An implementation of sparse matrix operations using Apple's Metal Performance Shaders. The goal is to build a library which can support QR and LU factorization of sparse matrices

Currently Implemented

CGD (CSR and BCSR)
BiCGSTAB (CSR and BCSR)
COO to CSR converter

TODO

Test COO to CSR converter, drag race against CUDA impl
Test SpMV kernel, again vs.
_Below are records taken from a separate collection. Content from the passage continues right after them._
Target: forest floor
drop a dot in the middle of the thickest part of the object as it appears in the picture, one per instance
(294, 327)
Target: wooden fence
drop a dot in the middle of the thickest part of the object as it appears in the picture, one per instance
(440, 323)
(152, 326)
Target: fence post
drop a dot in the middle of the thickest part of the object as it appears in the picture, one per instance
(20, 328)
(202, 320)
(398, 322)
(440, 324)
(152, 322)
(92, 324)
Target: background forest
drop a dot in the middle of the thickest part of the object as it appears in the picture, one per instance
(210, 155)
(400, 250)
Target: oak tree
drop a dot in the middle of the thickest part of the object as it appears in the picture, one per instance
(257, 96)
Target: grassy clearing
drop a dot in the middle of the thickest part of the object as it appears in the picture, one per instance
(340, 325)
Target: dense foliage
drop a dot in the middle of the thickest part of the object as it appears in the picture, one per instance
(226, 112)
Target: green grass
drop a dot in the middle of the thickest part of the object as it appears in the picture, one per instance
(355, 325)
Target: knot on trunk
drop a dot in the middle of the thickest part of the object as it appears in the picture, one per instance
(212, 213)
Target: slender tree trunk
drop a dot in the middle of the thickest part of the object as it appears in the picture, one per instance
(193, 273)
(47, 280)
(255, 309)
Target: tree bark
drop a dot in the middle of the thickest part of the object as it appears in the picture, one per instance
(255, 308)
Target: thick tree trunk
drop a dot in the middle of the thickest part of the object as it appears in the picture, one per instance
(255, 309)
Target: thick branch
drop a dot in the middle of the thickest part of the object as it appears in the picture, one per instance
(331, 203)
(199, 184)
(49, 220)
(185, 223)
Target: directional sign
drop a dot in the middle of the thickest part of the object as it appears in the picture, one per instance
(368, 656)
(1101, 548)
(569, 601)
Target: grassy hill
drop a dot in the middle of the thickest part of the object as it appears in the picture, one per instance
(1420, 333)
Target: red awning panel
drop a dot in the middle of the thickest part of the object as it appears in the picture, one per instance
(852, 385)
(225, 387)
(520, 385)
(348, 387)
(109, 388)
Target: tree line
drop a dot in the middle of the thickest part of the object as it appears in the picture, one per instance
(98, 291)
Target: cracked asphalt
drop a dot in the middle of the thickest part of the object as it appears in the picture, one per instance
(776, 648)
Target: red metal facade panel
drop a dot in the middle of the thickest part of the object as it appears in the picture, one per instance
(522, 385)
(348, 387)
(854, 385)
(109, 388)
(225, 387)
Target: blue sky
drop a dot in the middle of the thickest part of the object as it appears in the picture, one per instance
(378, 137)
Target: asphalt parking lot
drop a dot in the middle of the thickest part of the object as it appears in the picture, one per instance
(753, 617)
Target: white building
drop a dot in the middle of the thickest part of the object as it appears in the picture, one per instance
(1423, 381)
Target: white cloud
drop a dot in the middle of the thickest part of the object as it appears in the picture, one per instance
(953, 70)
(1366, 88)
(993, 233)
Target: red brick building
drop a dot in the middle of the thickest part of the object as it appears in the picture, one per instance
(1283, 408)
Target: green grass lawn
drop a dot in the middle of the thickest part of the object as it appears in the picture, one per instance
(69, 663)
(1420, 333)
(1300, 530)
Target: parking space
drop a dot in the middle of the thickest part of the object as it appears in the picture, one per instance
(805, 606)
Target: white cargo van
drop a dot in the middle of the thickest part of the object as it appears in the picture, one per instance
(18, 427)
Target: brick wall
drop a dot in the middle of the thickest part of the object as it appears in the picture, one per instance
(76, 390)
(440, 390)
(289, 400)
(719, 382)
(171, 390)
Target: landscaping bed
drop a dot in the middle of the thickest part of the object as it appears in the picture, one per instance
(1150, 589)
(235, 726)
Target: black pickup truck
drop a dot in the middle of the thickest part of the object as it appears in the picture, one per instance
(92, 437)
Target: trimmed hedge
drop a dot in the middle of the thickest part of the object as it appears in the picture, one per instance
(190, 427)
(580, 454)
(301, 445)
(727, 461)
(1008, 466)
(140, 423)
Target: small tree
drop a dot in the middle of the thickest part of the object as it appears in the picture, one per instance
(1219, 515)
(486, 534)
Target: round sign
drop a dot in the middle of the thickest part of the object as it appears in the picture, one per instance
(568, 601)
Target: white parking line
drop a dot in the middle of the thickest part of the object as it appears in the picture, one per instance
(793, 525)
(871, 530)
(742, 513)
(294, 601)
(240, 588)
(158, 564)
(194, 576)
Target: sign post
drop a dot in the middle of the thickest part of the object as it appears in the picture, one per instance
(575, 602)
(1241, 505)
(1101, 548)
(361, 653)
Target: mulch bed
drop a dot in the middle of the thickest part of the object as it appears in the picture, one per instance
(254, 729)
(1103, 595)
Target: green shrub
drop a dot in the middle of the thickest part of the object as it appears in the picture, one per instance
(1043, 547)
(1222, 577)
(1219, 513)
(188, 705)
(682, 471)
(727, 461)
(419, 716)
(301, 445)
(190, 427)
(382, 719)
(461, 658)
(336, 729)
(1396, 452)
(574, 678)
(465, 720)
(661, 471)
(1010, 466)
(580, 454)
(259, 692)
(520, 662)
CUDA impl
Implement sparse QR in CUDA (reference)
Discuss iterative solvers more
Plug in COO to CSR to torch
Improve BCSR support

CGD

This repository implements a high-performance Conjugate Gradient Descent (CGD) solver for sparse linear systems, accelerated by Apple Metal on macOS devices.

It features a custom PyTorch extension that performs Sparse Matrix-Vector multiplication (SpMV) and iterative solver steps entirely on the GPU. By leveraging fused kernels and Metal's SIMD-group functions, this implementation minimizes memory bandwidth usage and CPU-GPU synchronization overhead compared to standard solvers.

Usage

Data Preparation (Key Packing)

The solver accepts input in Coordinate (COO) format. To efficiently sort and convert this to CSR format on the GPU, the row and column indices must be packed into a single 64-bit integer key.

The packing logic places the row index in the high 32 bits and the column index in the low 32 bits.

import torch

def pack_keys(row_indices, col_indices):
    """
    Packs row and column indices into a single uint64 key.
    High 32 bits: Row Index
    Low 32 bits: Col Index
    """
    row_indices = row_indices.to(torch.int64)
    col_indices = col_indices.to(torch.int64)
    return (row_indices << 32) | col_indices

Running the Solver

Below is an example of initializing the custom tensor and solving $Ax=b$.

import torch
import spmv 

# Define problem size
num_rows = 1024
num_cols = 1024

# Create a sample diagonal matrix (Indices and Values)
rows = torch.arange(num_rows)
cols = torch.arange(num_cols)
values = torch.ones(num_rows, dtype=torch.float32)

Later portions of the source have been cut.